In some embodiments the present disclosure includes a method comprising receiving, in a build-time environment, a request to generate a runtime artifact; retrieving, from a version repository in a design-time environment, a plurality of design-time artifacts associated with the runtime artifact; building, in the build-time environment, a plurality of run-time modules based on the plurality of design-time artifacts; bundling, in the build-time environment, the plurality of design-time artifacts into a versioned design-time archive; generating, in the build-time environment, the runtime artifact from the plurality of run-time modules and the versioned design-time archive; and storing the runtime artifact in an artifact storage of the build-time environment.

In one embodiment, bundling includes compressing the plurality of design-time artifacts into the versioned design-time archive.

In one embodiment, bundling includes obfuscating personal information from the plurality of design-time artifacts before storage in the versioned design-time archive.

In one embodiment, bundling includes bundling includes encrypting the plurality of design-time artifacts before storage in the versioned design-time archive.

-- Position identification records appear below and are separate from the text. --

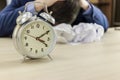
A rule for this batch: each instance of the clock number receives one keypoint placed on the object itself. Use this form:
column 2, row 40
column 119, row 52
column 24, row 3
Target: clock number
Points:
column 32, row 27
column 30, row 49
column 38, row 25
column 42, row 49
column 48, row 39
column 26, row 44
column 43, row 27
column 25, row 37
column 36, row 51
column 28, row 31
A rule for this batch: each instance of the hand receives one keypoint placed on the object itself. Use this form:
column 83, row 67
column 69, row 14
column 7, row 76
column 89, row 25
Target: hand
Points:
column 49, row 3
column 43, row 34
column 42, row 41
column 84, row 4
column 38, row 39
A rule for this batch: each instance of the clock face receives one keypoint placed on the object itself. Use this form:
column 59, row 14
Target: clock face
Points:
column 37, row 39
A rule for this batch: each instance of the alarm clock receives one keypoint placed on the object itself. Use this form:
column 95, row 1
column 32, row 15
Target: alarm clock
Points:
column 34, row 37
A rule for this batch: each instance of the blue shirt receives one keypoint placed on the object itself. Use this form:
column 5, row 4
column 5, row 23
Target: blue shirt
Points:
column 10, row 13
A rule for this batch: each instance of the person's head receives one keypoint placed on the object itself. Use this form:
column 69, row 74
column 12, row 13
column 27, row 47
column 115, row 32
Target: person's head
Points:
column 65, row 11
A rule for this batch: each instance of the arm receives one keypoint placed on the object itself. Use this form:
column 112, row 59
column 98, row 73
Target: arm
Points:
column 10, row 13
column 91, row 14
column 8, row 18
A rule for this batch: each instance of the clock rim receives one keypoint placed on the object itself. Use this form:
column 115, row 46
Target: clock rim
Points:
column 19, row 41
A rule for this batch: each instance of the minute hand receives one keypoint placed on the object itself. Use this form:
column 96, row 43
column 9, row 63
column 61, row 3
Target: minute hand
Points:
column 44, row 34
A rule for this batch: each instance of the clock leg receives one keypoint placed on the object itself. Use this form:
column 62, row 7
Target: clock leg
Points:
column 49, row 57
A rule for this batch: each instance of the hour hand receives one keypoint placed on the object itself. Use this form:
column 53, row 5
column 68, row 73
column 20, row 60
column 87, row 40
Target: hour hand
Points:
column 44, row 34
column 42, row 42
column 35, row 38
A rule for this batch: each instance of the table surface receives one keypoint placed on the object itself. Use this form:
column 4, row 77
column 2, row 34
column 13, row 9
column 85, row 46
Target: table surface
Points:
column 92, row 61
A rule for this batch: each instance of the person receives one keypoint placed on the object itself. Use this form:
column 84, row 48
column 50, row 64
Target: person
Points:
column 88, row 14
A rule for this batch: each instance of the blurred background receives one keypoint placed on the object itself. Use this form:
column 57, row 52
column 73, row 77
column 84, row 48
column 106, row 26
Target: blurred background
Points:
column 111, row 8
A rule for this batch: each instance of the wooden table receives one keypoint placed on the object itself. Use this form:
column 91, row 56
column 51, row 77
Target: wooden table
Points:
column 92, row 61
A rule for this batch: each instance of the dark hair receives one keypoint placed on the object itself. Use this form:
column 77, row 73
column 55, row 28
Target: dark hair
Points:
column 65, row 11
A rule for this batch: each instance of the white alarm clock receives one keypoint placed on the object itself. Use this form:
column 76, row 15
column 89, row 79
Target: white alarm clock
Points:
column 33, row 36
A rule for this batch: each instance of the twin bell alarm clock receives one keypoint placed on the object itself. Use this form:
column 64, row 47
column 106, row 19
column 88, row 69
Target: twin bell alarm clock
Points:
column 34, row 37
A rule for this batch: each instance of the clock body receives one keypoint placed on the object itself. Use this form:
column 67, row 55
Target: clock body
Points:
column 34, row 38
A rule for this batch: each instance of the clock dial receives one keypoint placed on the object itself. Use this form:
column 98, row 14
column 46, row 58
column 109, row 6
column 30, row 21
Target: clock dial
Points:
column 37, row 39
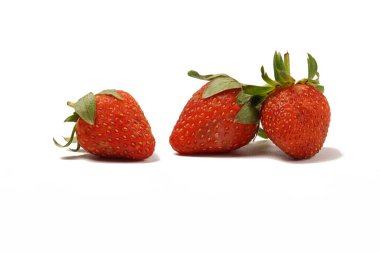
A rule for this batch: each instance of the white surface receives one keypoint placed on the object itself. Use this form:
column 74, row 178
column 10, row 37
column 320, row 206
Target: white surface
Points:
column 254, row 200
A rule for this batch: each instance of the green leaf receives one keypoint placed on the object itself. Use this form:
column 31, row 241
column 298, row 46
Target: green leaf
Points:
column 112, row 93
column 278, row 66
column 321, row 88
column 247, row 114
column 255, row 90
column 195, row 74
column 266, row 78
column 219, row 85
column 257, row 100
column 262, row 133
column 85, row 108
column 287, row 63
column 72, row 118
column 75, row 149
column 312, row 67
column 70, row 140
column 74, row 140
column 243, row 98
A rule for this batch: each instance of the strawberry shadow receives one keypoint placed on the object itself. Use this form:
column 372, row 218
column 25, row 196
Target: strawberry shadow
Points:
column 265, row 149
column 92, row 158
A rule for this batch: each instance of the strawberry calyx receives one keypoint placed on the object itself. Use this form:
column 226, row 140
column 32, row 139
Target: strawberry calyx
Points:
column 248, row 114
column 84, row 108
column 256, row 95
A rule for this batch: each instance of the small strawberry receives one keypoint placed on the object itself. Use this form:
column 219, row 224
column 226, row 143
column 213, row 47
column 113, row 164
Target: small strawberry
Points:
column 215, row 119
column 295, row 115
column 111, row 124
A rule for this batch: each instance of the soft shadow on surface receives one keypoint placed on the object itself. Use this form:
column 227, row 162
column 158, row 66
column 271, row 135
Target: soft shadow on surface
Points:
column 92, row 158
column 266, row 149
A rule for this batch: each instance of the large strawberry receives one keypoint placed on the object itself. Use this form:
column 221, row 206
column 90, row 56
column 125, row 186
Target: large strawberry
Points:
column 217, row 118
column 294, row 115
column 111, row 124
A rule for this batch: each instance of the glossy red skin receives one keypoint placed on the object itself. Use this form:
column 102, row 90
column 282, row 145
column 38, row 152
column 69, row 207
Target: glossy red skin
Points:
column 296, row 119
column 120, row 130
column 208, row 126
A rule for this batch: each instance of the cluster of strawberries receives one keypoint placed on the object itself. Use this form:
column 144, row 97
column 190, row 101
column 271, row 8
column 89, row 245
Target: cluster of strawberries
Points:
column 221, row 116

In one embodiment, the method further comprises receiving, in a runtime environment, a request to deploy the runtime artifact; retrieving, in the runtime environment, the runtime artifact from the artifact storage in the build-time environment; storing, in the runtime environment, the runtime artifact in runtime storage; and deploying, in the run-time environment, the runtime artifact.

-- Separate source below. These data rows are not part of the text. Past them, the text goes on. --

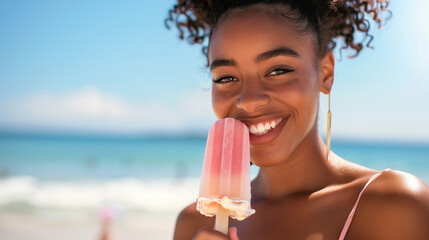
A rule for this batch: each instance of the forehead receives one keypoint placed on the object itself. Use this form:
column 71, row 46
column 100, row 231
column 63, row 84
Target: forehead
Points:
column 256, row 29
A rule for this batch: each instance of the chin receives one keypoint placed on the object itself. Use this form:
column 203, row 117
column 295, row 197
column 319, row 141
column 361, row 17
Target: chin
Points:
column 265, row 159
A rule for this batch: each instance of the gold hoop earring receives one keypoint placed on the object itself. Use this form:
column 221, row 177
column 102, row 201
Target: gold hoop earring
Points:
column 328, row 130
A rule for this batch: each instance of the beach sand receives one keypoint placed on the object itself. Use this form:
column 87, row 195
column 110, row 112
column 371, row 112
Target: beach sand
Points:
column 15, row 226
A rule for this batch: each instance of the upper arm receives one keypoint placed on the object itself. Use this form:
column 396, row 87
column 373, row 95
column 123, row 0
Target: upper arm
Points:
column 189, row 222
column 396, row 206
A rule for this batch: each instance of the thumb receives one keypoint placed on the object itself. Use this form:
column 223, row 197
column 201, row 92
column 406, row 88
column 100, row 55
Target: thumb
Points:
column 232, row 233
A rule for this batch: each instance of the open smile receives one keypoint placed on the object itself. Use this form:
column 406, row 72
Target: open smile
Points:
column 266, row 131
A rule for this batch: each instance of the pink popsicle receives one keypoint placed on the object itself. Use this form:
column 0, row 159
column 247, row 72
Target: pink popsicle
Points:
column 225, row 179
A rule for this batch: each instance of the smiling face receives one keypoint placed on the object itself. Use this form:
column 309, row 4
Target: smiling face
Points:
column 266, row 74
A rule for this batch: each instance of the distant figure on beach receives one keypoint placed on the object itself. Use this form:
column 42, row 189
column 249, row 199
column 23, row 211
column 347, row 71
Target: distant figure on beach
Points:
column 106, row 216
column 269, row 62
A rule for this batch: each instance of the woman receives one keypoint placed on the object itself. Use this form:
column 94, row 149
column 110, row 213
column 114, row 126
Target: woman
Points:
column 269, row 62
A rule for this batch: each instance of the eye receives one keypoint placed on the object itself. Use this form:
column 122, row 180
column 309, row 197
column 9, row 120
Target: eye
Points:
column 279, row 71
column 223, row 80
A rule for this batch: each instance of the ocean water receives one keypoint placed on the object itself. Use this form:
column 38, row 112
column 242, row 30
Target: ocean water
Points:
column 69, row 173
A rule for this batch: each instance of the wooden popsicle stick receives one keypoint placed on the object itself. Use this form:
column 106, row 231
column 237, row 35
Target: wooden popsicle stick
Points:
column 221, row 223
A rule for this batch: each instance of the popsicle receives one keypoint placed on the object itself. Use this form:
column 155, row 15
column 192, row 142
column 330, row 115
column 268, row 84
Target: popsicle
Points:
column 225, row 178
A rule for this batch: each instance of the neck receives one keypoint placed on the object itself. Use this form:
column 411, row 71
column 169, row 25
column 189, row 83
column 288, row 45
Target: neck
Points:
column 305, row 171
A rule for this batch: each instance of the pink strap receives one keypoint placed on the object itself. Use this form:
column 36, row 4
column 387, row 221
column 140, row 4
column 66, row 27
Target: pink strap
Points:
column 352, row 213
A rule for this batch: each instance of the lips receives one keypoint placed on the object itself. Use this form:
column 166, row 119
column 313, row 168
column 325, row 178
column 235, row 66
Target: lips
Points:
column 265, row 131
column 264, row 127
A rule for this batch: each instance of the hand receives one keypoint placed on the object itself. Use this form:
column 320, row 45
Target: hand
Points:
column 210, row 234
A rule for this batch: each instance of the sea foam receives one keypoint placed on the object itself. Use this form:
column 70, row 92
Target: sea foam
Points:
column 153, row 195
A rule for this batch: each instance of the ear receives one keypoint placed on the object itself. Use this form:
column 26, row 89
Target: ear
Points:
column 327, row 73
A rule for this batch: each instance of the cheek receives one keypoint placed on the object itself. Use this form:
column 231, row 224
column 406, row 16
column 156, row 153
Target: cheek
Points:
column 222, row 102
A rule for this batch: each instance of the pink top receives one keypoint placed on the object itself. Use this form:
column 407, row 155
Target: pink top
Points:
column 352, row 213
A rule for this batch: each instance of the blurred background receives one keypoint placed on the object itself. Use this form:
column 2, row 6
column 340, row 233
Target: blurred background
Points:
column 104, row 114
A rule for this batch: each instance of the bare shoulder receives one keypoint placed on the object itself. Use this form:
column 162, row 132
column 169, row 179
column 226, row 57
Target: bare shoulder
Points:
column 394, row 206
column 189, row 222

In one embodiment, the method further comprises receiving, in the runtime environment, a request to access the design-time artifacts; and debundling, in the runtime environment, the versioned design-time archive into a plurality of design-time artifacts.

In one embodiment, debundling includes restoring the plurality of design-time artifacts from the versioned design-time archives by reversing the operations performed from the bundling.

In one embodiment, the method further comprises launching, in the runtime environment, a browser application to view the plurality of design-time artifacts.

In one embodiment, the design-time environment has previously been deleted and the plurality of design-time artifacts are used in reconstructing the design-time environment.

In some embodiments the present disclosure includes a system comprising one or more processors; a non-transitory computer-readable medium storing a program executable by the one or more processors, the program comprising sets of instructions for: receiving, in a build-time environment, a request to generate a runtime artifact; retrieving, from a version repository in a design-time environment, a plurality of design-time artifacts associated with the runtime artifact; building, in the build-time environment, a plurality of run-time modules based on the plurality of design-time artifacts; bundling, in the build-time environment, the plurality of design-time artifacts into a versioned design-time archive; generating, in the build-time environment, the runtime artifact from the plurality of run-time modules and the versioned design-time archive; and storing the runtime artifact in an artifact storage of the build-time environment.

In some embodiments, the present disclosure includes a non-transitory computer-readable medium storing a program executable by one or more processors, the program comprising sets of instructions for: receiving, in a build-time environment, a request to generate a runtime artifact; retrieving, from a version repository in a design-time environment, a plurality of design-time artifacts associated with the runtime artifact; building, in the build-time environment, a plurality of run-time modules based on the plurality of design-time artifacts; bundling, in the build-time environment, the plurality of design-time artifacts into a versioned design-time archive; generating, in the build-time environment, the runtime artifact from the plurality of run-time modules and the versioned design-time archive; and storing the runtime artifact in an artifact storage of the build-time environment.